Michael Scanlon filed a petition with the U.S. Supreme Court April 19, asking for a review of a unanimous ruling by a three-judge panel of the Court of Appeals for the District of Columbia that said neither the trial judge or the appellate court could change the sentence handed down to Scanlon, who pleaded guilty in November 2005 to conspiracy involving bribery, wire fraud and “honest services fraud” and entered into a plea bargaining agreement with the Justice Department before he was sentenced.
Scanlon and Abramoff were at the center of one of the worst corruption scandals ever to hit Washington – an influence-peddling rampage that brought down presidential appointees at the highest levels of government, members of Congress, congressional staffers, a bogus “nonprofit environmental” organization that lobbied for corporate interests, and others. Abramoff and Scanlon stole more than $82 million from six tribes between 2001 and 2003, according to the investigative report “Gimme Five,” issued by the Senate Committee on Indian Affairs. The report found that Abramoff persuaded his tribal clients to hire Scanlon at exorbitant fees for “grassroots support” or access to high public officials, and that Scanlon then kicked back half of the money to Abramoff.
In his plea bargaining deal, Scanlon’s attorneys sought no prison time, pointing out his “extraordinary cooperation” that helped the Justice Department prosecutors convict 21 other people—including Abramoff himself. Scanlon even aided efforts in a Texas money laundering case in which former Republican Congressman Tom DeLay was convicted in November 2010 of money-laundering charges in a state trial, five years after his indictment forced him to resign as majority leader in the House of Representatives. (Former DeLay aide Tony Rudy was recently sentenced to five months in a halfway house and three years of probation for his role in conspiring with Abramoff and others to accept a stream of gifts when Rudy was a staffer and to offer gifts to public officials when he became a lobbyist – all in exchange for legislative favors.)

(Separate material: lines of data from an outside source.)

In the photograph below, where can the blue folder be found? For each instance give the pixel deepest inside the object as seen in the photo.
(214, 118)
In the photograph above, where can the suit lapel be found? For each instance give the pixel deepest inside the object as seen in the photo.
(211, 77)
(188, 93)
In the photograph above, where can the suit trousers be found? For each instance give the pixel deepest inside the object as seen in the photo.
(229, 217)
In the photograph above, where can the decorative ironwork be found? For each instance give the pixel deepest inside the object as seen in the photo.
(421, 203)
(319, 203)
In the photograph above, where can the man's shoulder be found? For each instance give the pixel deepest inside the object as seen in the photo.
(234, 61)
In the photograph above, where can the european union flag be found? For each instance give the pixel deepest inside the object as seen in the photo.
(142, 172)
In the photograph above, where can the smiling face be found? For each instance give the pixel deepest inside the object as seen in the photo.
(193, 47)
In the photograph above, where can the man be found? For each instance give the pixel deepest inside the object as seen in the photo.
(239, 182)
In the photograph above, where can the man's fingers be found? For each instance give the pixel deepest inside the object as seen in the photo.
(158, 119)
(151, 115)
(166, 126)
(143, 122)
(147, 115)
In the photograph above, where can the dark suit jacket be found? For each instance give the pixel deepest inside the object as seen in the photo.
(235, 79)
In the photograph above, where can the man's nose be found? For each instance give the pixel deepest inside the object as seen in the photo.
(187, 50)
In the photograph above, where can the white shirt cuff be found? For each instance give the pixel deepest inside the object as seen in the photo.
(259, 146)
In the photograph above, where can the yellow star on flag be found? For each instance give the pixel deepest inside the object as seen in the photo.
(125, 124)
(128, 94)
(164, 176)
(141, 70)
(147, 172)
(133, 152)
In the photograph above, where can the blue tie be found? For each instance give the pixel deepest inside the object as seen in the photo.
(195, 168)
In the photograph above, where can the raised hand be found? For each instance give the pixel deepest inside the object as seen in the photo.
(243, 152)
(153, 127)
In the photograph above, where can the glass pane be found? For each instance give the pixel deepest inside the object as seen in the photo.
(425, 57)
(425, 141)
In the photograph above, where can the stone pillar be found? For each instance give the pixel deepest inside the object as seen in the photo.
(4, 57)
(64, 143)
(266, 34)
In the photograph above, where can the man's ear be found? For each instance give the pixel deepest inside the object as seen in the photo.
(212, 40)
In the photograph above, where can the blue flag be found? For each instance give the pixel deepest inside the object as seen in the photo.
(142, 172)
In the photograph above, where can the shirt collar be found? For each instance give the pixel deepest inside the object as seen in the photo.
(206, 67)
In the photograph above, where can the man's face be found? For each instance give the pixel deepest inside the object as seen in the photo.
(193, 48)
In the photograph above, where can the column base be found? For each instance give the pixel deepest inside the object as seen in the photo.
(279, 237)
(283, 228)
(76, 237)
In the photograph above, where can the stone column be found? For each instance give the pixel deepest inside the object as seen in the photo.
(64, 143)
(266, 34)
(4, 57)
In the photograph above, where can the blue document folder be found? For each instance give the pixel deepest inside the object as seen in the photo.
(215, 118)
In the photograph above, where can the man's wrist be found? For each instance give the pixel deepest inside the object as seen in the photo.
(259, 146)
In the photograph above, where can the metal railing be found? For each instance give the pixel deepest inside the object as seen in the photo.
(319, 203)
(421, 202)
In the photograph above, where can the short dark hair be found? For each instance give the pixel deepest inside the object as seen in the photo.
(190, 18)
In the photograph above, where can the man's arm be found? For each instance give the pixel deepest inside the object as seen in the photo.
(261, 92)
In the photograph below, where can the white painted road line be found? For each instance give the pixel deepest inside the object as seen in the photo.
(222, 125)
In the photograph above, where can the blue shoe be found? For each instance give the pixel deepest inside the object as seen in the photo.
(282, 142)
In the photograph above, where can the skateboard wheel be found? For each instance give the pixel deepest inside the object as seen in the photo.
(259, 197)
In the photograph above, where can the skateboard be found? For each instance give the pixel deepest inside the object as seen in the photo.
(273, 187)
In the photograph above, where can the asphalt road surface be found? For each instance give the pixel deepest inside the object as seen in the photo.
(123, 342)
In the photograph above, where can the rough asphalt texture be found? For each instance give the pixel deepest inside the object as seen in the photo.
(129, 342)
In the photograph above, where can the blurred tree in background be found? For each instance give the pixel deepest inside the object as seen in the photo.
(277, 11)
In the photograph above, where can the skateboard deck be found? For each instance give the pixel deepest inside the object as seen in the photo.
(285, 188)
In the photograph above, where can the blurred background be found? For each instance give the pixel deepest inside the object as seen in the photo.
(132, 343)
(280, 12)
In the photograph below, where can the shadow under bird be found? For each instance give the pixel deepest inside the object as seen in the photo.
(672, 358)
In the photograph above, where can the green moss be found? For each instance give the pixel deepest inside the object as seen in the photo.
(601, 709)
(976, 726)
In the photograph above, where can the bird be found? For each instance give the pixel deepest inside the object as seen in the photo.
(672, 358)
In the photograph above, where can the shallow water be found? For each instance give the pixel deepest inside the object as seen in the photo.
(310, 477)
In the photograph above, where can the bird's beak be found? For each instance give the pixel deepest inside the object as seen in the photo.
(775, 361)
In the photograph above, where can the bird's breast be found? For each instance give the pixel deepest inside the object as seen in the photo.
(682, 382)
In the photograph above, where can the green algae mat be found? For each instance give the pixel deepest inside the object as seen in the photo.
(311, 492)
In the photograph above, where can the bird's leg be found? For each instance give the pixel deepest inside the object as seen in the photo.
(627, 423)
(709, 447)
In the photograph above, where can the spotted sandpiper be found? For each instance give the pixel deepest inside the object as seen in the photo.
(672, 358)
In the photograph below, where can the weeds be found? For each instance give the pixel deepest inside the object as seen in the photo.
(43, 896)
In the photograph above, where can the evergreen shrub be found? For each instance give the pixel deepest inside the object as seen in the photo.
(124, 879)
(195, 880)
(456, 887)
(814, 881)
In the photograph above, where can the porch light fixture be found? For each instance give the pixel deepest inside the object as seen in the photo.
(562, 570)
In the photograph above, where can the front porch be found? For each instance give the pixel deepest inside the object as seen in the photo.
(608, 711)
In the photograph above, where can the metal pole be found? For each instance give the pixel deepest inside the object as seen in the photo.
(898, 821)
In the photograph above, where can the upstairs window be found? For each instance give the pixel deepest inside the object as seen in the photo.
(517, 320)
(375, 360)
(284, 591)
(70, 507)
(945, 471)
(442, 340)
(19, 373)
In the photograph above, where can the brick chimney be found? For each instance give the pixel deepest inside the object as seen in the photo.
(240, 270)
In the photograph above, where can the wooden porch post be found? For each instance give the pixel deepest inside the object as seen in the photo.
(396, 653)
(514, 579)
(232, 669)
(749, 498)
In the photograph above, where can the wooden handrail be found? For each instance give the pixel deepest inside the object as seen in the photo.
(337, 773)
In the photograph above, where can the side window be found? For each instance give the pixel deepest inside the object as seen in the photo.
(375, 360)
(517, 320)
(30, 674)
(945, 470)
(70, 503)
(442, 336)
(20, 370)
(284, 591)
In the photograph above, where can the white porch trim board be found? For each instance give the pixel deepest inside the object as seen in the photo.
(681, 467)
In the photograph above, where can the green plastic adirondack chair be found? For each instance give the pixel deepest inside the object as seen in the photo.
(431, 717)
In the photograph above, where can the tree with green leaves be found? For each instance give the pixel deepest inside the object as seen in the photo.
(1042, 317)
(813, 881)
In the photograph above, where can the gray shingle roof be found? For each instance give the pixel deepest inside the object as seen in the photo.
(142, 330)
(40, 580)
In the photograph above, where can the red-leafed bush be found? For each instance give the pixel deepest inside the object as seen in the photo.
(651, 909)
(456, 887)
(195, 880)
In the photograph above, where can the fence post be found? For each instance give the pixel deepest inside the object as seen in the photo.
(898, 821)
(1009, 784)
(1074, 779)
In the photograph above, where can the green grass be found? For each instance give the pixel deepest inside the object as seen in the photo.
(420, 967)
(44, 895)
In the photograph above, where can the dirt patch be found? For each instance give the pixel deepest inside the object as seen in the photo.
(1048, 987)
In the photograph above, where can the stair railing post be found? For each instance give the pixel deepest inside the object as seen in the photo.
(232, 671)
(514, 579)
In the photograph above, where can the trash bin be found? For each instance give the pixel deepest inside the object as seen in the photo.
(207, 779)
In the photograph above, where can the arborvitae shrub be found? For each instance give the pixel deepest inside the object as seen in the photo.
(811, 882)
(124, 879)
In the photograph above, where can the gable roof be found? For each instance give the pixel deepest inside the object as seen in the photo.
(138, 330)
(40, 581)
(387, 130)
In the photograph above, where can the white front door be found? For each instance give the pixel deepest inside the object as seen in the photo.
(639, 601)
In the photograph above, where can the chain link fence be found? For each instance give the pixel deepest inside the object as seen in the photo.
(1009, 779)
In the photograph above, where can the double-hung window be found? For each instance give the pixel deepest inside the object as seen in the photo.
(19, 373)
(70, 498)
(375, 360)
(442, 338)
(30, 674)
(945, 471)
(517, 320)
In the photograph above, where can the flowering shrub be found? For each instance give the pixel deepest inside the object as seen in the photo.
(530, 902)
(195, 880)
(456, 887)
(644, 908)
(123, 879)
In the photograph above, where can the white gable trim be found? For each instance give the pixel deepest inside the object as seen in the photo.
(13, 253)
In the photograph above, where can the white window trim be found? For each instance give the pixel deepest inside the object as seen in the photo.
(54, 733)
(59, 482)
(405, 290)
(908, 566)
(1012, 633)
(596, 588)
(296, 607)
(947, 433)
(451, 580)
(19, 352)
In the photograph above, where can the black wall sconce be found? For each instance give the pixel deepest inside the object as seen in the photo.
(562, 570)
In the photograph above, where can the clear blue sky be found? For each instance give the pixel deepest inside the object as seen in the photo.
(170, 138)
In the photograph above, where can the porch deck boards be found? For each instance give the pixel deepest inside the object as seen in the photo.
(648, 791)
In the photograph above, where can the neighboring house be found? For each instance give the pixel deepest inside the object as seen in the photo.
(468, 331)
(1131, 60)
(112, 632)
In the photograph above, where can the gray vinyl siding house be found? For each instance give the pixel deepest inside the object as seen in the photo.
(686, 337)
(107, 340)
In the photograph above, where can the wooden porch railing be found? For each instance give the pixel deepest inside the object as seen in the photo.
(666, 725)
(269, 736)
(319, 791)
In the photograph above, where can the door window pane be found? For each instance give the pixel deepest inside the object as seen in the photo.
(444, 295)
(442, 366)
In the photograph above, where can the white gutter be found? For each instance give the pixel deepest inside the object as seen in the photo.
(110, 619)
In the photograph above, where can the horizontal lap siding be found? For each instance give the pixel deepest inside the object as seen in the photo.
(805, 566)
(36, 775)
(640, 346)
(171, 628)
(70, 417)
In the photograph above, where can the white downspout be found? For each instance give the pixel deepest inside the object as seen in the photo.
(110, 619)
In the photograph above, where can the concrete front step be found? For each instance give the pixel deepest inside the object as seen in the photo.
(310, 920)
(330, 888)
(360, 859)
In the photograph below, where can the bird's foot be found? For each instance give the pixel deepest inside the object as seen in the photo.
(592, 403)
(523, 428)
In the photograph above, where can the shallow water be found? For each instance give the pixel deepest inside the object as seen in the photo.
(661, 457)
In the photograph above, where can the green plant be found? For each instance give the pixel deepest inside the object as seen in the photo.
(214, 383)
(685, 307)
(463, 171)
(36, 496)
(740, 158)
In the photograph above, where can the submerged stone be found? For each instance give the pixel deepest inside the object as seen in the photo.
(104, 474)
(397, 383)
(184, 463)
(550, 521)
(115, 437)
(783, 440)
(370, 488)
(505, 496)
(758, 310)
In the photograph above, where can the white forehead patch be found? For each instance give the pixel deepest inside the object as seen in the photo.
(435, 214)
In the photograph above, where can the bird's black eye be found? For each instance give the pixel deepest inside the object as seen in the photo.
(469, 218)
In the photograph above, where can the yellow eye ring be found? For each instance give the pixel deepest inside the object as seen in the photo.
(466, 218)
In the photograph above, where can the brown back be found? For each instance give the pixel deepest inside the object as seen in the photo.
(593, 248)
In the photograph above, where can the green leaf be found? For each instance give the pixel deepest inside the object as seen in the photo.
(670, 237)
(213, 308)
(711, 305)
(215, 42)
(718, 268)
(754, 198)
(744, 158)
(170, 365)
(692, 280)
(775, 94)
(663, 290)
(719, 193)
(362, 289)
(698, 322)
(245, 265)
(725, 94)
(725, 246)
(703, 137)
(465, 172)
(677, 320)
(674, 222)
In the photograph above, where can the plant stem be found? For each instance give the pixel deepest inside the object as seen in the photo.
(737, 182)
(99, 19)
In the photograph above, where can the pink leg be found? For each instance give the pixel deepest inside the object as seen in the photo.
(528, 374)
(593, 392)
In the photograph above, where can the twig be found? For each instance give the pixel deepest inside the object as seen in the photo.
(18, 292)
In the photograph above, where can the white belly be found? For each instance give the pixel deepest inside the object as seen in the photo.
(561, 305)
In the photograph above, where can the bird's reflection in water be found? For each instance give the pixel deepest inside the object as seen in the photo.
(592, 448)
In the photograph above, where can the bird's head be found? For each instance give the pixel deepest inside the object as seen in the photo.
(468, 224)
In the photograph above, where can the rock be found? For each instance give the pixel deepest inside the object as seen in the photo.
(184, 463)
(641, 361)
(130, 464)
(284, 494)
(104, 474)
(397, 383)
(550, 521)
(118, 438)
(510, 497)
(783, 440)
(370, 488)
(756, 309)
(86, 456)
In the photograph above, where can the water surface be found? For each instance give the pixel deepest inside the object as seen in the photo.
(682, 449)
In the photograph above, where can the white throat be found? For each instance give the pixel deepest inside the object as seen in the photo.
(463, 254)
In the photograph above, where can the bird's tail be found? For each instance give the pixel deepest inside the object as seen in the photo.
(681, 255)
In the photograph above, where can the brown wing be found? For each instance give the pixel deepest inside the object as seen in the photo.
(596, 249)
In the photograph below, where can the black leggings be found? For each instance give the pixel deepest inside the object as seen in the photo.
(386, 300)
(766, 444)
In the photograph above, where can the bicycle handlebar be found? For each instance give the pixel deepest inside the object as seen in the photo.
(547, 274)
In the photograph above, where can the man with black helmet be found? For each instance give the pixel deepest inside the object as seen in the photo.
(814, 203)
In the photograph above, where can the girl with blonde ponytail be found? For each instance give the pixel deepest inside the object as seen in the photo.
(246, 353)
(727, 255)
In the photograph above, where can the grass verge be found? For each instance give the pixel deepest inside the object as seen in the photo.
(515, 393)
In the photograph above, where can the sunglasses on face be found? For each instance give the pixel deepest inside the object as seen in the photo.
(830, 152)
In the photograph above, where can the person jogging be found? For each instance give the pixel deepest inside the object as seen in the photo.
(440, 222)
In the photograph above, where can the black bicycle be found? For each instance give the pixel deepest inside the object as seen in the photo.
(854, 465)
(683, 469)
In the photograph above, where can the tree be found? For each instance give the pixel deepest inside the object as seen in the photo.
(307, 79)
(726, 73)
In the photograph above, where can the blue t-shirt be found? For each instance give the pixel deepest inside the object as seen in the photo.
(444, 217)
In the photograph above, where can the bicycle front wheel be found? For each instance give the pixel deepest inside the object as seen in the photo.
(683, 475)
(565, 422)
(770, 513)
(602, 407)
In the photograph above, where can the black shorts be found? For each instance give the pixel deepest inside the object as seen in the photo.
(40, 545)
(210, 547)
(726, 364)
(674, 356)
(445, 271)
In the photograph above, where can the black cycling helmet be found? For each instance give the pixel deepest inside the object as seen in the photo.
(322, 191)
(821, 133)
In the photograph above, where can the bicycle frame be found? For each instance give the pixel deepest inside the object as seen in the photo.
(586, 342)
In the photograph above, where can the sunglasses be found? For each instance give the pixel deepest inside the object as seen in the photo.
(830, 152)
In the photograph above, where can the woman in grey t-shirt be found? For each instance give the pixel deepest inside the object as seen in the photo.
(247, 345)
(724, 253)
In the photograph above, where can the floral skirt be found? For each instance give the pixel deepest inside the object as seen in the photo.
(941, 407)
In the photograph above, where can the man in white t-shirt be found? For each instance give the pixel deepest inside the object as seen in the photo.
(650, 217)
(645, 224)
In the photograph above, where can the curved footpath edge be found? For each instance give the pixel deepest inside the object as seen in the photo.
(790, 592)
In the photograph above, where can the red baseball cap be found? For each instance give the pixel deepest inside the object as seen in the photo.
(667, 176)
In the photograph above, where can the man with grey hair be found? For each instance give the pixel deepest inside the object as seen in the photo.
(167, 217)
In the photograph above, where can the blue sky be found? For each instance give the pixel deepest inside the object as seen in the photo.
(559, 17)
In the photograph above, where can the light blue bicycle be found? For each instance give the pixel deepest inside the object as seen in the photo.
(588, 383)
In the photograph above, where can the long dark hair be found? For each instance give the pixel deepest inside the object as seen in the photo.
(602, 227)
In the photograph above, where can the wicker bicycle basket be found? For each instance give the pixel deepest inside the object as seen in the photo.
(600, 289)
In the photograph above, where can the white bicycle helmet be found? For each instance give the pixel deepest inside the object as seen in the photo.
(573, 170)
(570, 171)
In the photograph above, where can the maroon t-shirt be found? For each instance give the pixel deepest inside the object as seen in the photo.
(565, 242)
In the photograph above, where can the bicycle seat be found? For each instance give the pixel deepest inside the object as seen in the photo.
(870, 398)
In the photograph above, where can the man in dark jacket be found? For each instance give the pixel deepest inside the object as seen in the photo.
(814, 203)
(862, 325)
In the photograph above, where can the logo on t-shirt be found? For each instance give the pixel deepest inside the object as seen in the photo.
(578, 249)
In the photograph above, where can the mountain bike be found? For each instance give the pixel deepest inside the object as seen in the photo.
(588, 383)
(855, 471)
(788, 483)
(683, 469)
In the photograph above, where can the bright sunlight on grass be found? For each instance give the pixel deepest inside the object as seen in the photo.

Scanlon was sentenced by federal district court Judge Ellen Huvelle in February 2011 to a 20-month prison term and $20 million restitution to the victims who he and Abramoff ripped off.
When Scanlon entered his guilty plea, “honest services fraud” included a broad range of activities, including non-disclosure of conflicts of interest. Since Scanlon pleaded guilty to those charges, the Supreme Court 2010 ruling in Skilling v. United States narrowed the scope of criminal liability under the “honest services” law of the federal wire and mail fraud statutes. (Jeffrey Skilling was the Enron CEO who was convicted of 19 corruption charges including honest services fraud.) Under the new pro-corporate decision, individuals can be convicted of honest services fraud only if they have committed bribery or received kickbacks. Scanlon is hoping to take advantage of the new ruling to avoid having to pay restitution to the nations.